Here are a couple tips for starting a conversation about suicide taken from the Society for the Prevention of Teen Suicide:

  1. Timing is everything! Pick a time when you have the best chance of getting your child’s attention. Sometimes a car ride, for example, assures that you have a captive, attentive audience. Or a suicide that has received media attention can provide an opportunity to bring up the topic.
  2. Think about what you want to say ahead of time and rehearse a script if necessary. It always helps to have a reference point—try something like, “I was reading in the paper that youth suicide has been increasing…” or “I saw that your school is having a program for teachers on suicide prevention.”
  3. This is a hard subject for you to talk about with your child, so admit it! Say something like, “You know, I never thought this was something I’d be talking with you about, but I think it’s really important.” By acknowledging your discomfort, you give your child permission to acknowledge their discomfort, too.
  4. Ask for your child’s response. And be direct! Try something like: “What do you think about suicide?”; “Is it something that any of your friends talk about?”; “Have you ever thought about it? What about your friends?”
  5. Listen to what your child has to say. You’ve asked the questions, so simply consider your child’s answers. If you hear something that worries you, be honest about that, too. For example: “What you’re telling me has really gotten my attention and I need to think about it some more. Let’s talk about this again, OK?”
  6. Don’t overreact or under react. Overreaction will close off any future communication on the subject. Under reacting, especially in relation to suicide, is often just a way to make ourselves feel better. ANY thoughts or talk of suicide should ALWAYS be revisited—even if your child says, “I felt that way a while ago but don’t any more.” Remember that suicide is an attempt to solve a problem that seems impossible to solve in any other way. Ask about the problem that created the suicidal thoughts. This can make it easier to bring up again in the future, such as, “I wanted to ask you again about the situation you were telling me about…”

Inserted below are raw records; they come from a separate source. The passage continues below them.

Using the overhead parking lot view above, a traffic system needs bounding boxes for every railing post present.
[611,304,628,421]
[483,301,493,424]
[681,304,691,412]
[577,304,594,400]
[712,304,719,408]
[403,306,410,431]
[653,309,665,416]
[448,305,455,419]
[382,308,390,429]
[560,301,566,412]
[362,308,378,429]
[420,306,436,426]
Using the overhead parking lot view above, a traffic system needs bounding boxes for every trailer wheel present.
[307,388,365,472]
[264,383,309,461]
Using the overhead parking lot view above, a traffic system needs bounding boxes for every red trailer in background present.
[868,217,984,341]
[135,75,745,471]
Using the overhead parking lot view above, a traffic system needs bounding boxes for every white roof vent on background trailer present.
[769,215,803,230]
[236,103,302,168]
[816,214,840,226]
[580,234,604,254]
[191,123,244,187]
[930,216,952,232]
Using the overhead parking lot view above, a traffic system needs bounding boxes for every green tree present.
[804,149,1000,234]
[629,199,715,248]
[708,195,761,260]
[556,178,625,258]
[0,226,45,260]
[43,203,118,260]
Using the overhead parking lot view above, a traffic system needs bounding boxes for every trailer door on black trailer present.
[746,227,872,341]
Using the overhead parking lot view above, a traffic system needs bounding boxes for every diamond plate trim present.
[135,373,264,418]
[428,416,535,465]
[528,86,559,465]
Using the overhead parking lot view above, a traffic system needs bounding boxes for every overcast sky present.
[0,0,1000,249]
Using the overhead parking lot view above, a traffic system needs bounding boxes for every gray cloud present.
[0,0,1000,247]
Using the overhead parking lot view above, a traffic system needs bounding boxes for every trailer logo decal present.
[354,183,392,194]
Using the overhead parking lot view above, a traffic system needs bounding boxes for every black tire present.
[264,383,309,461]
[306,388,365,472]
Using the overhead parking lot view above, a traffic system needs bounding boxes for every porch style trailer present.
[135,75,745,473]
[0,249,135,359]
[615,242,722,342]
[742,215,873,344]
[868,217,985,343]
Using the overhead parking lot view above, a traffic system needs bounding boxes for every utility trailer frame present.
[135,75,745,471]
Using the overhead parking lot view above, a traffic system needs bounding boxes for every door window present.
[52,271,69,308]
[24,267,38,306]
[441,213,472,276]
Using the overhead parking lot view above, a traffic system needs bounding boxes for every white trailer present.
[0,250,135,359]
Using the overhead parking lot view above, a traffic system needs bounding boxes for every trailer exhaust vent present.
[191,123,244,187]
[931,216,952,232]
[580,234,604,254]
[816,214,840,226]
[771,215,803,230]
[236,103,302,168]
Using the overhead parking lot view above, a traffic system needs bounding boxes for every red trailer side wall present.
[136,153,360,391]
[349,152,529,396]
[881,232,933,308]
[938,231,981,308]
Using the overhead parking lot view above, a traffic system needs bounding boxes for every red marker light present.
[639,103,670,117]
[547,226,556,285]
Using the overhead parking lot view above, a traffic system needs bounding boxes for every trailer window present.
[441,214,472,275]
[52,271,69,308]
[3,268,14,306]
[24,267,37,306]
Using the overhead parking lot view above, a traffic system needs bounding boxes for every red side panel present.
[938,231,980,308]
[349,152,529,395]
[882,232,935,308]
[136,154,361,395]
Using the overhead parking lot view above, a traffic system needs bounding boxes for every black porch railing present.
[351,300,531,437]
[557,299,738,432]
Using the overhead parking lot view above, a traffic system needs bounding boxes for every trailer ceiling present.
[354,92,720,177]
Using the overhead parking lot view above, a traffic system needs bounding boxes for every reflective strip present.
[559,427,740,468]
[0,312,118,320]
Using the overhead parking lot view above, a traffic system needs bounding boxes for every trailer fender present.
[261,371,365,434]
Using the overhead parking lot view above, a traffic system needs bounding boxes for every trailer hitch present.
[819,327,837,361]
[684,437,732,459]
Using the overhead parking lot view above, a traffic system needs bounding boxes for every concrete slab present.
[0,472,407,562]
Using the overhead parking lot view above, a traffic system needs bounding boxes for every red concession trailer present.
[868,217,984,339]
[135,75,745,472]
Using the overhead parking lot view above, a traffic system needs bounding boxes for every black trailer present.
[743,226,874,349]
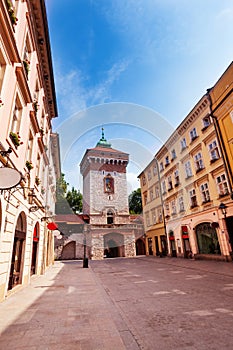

Also, feel free to check out Tips for Watching New Netflix Series 13 Reasons Why provided by Suicide Awareness Voices of Education (SAVE).

If a crisis is mounting, or you are having thoughts of suicide, please do not hesitate to talk to someone who can help at the numbers below:

  • Call the National Suicide Prevention Lifeline at 1.800.273.TALK (8255)
  • Text “WYO” to 741-741
  • And, if you or someone you know is in immediate danger because of thoughts of suicide call 911 NOW

Brian Edwards, LMFT, CATC, is a co-founder of the Wyoming Center for Clinical Excellence in Gillette, Wyoming. Brian specializes in trauma, group counseling, marriage and family therapy and substance abuse and addiction therapy.